Emme Posted March 3, 2011 Posted March 3, 2011 (edited) If you love your husband. Truly love him, don't let him go. That is the best advice I can give you. When the vows you took say in good times and in bad... It's no joke. This is your bad time and It's up to you to see it through to the good time. I'm not sure what your future holds but if you want him in your life after all that's happened you have to choose to see it through. I know that divorce is hard to come by in the UK so he will still be your husband for a long time. If you have any demands of him you will have to make them now. Please don't loose your head and make demands that are not realistic. He has to have contact with her. You can request that if it has anything to do with the baby he can have contact. He will be there for the birth and you can be there as well. Yes you can. You will request a DNA test at birth at the hospital. If he wants to see his child he can... question is are you ok with the two of them being alone. You have to work through that. It's not ok to have a baby do the commuting so that you can be comfortable to watch his every move. You are going to have to trust and have faith he will do the right thing. If you are not prepared to fight for your marriage then it's already over. If you love him, you will fight for him. If you don't let it go.

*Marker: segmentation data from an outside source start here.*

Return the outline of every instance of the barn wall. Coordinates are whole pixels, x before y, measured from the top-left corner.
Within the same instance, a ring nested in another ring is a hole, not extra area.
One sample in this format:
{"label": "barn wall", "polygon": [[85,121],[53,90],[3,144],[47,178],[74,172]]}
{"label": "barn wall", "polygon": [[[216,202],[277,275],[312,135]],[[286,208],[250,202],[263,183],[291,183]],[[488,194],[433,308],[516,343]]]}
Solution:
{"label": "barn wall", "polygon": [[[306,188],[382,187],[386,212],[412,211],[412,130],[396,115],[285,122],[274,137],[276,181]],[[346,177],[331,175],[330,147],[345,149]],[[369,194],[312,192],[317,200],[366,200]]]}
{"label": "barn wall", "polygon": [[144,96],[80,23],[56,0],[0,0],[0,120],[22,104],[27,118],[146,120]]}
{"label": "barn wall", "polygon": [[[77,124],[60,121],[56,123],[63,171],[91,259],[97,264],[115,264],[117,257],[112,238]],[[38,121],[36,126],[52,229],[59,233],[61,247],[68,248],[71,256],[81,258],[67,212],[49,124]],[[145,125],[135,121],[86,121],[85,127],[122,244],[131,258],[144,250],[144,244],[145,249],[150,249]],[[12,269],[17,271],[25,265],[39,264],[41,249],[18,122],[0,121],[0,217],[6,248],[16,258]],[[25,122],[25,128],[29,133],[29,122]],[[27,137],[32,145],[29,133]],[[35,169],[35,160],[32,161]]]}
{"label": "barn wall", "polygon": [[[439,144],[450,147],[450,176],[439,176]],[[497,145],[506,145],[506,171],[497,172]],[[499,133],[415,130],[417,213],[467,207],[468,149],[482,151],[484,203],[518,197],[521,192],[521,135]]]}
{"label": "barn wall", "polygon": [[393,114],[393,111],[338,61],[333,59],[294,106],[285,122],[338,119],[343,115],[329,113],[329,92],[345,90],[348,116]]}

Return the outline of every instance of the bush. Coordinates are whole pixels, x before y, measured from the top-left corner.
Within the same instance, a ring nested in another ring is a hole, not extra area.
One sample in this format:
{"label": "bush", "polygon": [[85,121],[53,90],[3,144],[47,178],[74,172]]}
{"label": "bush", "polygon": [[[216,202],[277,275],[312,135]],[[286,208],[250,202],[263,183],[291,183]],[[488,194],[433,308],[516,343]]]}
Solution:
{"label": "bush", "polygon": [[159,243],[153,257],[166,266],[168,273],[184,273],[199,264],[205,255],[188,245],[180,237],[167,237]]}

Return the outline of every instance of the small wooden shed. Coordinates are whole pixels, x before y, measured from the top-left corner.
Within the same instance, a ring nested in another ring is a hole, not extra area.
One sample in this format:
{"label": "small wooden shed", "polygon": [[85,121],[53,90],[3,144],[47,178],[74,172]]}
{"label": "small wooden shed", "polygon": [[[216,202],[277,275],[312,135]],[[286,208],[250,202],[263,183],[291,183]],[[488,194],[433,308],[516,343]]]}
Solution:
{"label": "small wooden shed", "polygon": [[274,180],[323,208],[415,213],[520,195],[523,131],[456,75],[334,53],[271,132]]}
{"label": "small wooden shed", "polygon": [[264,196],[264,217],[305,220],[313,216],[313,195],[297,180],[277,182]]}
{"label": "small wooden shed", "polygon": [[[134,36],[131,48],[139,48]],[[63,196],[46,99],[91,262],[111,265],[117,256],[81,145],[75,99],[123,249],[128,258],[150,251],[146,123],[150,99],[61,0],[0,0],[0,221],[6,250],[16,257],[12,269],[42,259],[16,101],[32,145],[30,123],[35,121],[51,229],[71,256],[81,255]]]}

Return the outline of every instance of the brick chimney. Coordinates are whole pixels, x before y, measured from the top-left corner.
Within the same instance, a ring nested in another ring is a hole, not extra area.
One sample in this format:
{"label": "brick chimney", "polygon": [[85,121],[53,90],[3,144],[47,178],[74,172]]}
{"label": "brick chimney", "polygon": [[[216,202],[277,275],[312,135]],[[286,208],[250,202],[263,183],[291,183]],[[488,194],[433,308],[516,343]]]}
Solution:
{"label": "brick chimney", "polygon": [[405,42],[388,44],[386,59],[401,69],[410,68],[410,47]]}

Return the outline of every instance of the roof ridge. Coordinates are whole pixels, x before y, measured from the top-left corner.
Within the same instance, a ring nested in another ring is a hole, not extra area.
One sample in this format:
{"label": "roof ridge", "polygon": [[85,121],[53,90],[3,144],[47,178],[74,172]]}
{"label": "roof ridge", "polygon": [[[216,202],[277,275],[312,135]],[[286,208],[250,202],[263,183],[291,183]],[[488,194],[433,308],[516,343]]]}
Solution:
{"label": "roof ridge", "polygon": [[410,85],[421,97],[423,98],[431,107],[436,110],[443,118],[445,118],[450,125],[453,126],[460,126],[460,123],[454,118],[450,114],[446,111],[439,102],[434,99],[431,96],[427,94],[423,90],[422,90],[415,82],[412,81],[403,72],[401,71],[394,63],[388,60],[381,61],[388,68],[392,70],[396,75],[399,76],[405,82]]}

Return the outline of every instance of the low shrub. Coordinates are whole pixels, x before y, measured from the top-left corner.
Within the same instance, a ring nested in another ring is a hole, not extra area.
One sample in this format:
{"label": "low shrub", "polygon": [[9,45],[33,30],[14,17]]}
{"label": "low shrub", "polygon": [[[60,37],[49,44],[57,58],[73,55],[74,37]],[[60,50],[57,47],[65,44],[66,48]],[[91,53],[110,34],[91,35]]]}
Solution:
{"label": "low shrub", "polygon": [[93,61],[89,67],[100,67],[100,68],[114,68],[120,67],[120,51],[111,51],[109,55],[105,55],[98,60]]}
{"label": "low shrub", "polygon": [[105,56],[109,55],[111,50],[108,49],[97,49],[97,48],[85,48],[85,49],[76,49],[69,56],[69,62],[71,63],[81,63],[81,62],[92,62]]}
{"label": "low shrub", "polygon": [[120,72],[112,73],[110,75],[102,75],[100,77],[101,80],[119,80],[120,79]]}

Edited March 3, 2011 by Emme
Author shelley123 Posted March 4, 2011 Author Posted March 4, 2011 I would like to thank everyone for there replys it as helped me understand a bit more.The next few weeks waiting forr the birth of the baby are so difficult,and knowing that he so wants to be part of this childs life.I have come to terms with this fact its just the woman(girl)who will always be a part of our lifes that i am finding difficult to deal with.going of my own experanice when we had our daughter the love bewteen us when our daughter came into the world was electric.What happens if he feels the same again with her ?i cant put myself thew it all again.